There are two good choices for you. The first, and it is the lesser of the two, is step-wise regression. It will go through your model, gradually altering the model, looking for the best model as measured by some criterion such as the AIC or BIC. The second is better for theoretical reasons, amongst others. It is to solve a combinatoric solution.
You could construct a sequence of do loops or for-next loops that includes or excludes all possible combinations of variables. This is doing the same thing as step-wise, but you are covering every combination. Why this is of added value is that if there is a theoretical reason for some variable to be in the model, then you can force it to be in your model. Instead of using a loop to include it or exclude it, it must be there.
You should then calculate either the AIC or the BIC. The model with the smallest value of the information criterion you chose would win. They differ in how they penalize model complexity. With small sample sizes, the AIC will tend to overfit.

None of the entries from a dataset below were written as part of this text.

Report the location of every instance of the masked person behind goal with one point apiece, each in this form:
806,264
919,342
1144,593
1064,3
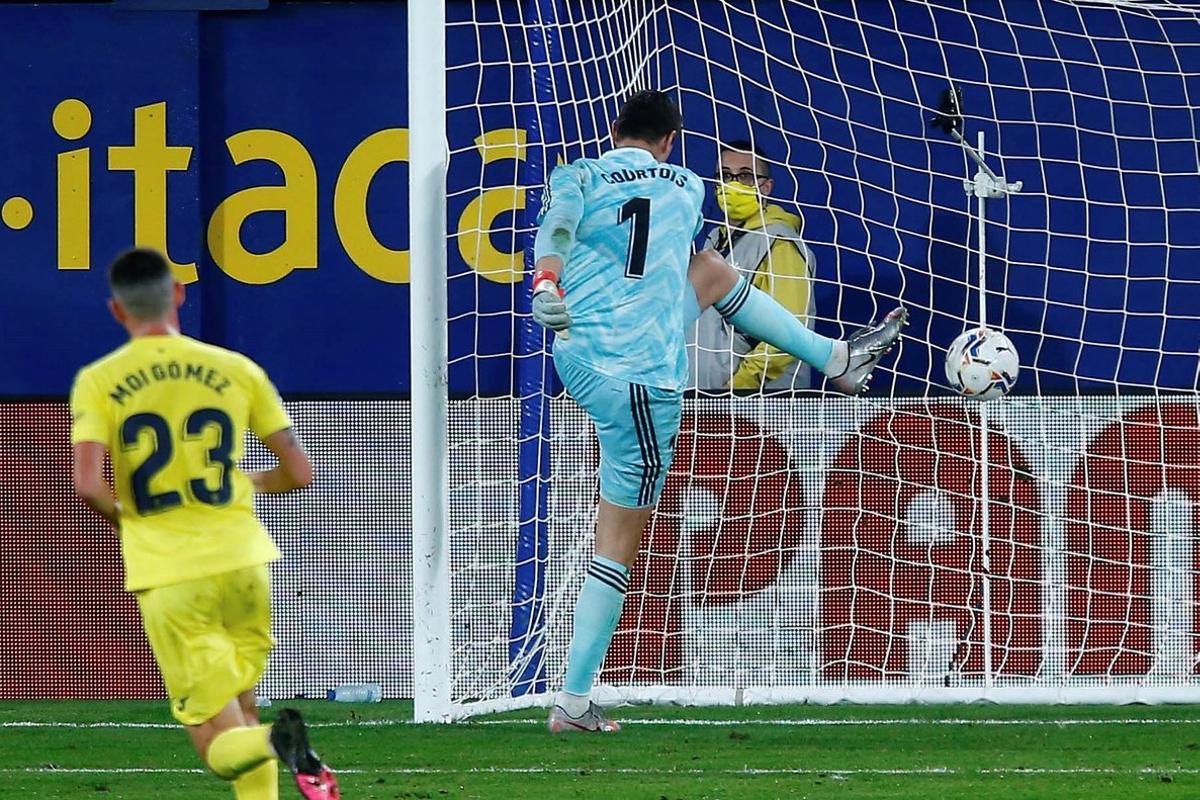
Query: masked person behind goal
762,241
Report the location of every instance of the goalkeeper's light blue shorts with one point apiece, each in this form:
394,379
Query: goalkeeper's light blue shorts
636,427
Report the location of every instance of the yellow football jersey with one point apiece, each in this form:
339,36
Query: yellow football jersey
174,413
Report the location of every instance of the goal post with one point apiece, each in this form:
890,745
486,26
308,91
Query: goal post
429,164
906,547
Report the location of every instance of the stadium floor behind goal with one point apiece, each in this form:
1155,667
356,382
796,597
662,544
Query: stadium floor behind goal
131,750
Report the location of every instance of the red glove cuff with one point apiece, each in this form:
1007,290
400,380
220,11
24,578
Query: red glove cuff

What does matter with the AIC or the BIC is the relative ranking of the set of models. If you had different data sets and different problems, an AIC of -23 for one problem couldn't be compared to an AIC of -22 for another. However, with the same data set facing the same problem, a -23 is a better model than a -22.
The difference in calculation between the two methods is how they penalize added model structure. The AIC adds a penalty of $2k$ to its value, where $k$ is the number of independent variables. A model with two independent variables has a penalty of 4, while one with three has a penalty of six. The BIC adds a penalty of $log(n)k$, where $n$ is the number of observations in the sample. As a rule of thumb, their results will be highly concordant.
A way to think about the trade-off between the AIC and the BIC is in what they are trying to accomplish. The BIC grants equal prior weight to each model, while the AIC grants lower prior weight to models with more parameters. The AIC does this by directly penalizing structure by having a fixed penalty for $k$. The BIC is making a tradeoff between sample size and structure.
If you have a small sample, it may improve the predictive power of the model to add a variable as you are increasing the amount of natural variation for the model to work with. On the other hand, once the sample size starts to become large, two variables that covary may be providing mostly the same information. It can cause the model to be a worse model because the effect of the added information from an added variable is being offset by the effect of colinearity to the point that it turns into noise.
In any case, the reason to use stepwise is that it is almost certainly a built-in function of your software. The reason to be combinatoric is that it is better. In any case, do not use p-values as a criterion even though they will be correlated with the AIC and BIC.